El juez, más solo que la una, se pertrechó de nuevas pruebas y abrió juicio oral contra ella. Puso el parche antes de la herida argumentando que en este caso no es de aplicación la ‘doctrina Botín’, que se antojaba como el siguiente atajo para librarla del banquillo. Salió en su defensa, por una cuestión ética y de principios, el catedrático Enrique Gimbernat, que ha sido el único que se ha posicionado al lado del juez en el momento más crítico y suya es también esta victoria histórica.
Queda todavía el juicio, que ni siquiera ha comenzado, y frente al convencimiento general de la absolución de la infanta –“¡qué difícil es condenar a alguien como cooperadora de un delito fiscal!, exclaman desde todos los bandos”-, se dibuja una nueva e inquietante amenaza en el horizonte.

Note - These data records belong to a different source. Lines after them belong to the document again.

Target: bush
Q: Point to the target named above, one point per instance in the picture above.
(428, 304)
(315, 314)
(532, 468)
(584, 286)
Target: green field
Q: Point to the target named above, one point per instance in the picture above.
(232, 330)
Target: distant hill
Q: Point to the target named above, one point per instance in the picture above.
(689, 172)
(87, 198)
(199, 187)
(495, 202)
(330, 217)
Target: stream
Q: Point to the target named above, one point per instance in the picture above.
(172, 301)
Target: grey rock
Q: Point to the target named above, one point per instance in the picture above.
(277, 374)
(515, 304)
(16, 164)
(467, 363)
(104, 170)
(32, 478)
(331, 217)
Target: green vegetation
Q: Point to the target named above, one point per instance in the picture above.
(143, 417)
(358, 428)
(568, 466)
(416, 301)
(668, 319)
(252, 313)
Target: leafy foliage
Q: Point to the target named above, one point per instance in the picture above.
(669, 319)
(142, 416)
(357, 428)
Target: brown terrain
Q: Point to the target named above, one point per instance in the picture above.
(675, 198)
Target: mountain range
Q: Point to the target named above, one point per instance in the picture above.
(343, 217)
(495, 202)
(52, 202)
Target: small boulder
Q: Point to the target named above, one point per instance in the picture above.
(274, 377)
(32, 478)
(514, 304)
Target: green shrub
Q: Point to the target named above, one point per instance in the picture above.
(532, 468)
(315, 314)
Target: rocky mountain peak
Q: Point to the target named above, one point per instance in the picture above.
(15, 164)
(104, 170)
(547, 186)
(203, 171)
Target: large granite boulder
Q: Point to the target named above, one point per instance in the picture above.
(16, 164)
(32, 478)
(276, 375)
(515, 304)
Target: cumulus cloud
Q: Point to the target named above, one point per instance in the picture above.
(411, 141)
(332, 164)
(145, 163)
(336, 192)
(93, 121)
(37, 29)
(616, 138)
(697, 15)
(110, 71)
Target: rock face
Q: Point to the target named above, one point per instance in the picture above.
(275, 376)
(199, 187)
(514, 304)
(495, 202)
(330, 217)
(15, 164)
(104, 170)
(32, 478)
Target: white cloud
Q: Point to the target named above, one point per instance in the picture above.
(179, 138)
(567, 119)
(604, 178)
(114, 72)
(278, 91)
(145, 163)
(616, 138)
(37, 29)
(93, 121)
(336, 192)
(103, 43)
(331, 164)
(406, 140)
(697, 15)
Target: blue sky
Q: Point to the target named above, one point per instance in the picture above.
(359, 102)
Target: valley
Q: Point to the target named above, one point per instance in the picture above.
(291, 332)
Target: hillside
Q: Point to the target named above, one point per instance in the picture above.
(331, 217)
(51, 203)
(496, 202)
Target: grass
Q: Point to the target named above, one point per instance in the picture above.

Mucho más grave que una eventual condena por haber contribuido a la comisión de dos delitos contra la Hacienda pública.
Nadie comprenderá ya que, llegados a este punto, Cristina de Borbón, vuelva a contestar al tribunal con cientos de evasivas en su declaración –“no me acuerdo, no lo sé, no me consta”-. Y si no lo hace, cabe la posibilidad de que diga lo que piensa. Es decir, que no hizo nada que no le autorizara la Casa Real ni su propio padre y que, por lo tanto, no es ella la única que debe permanecer ahí sentada.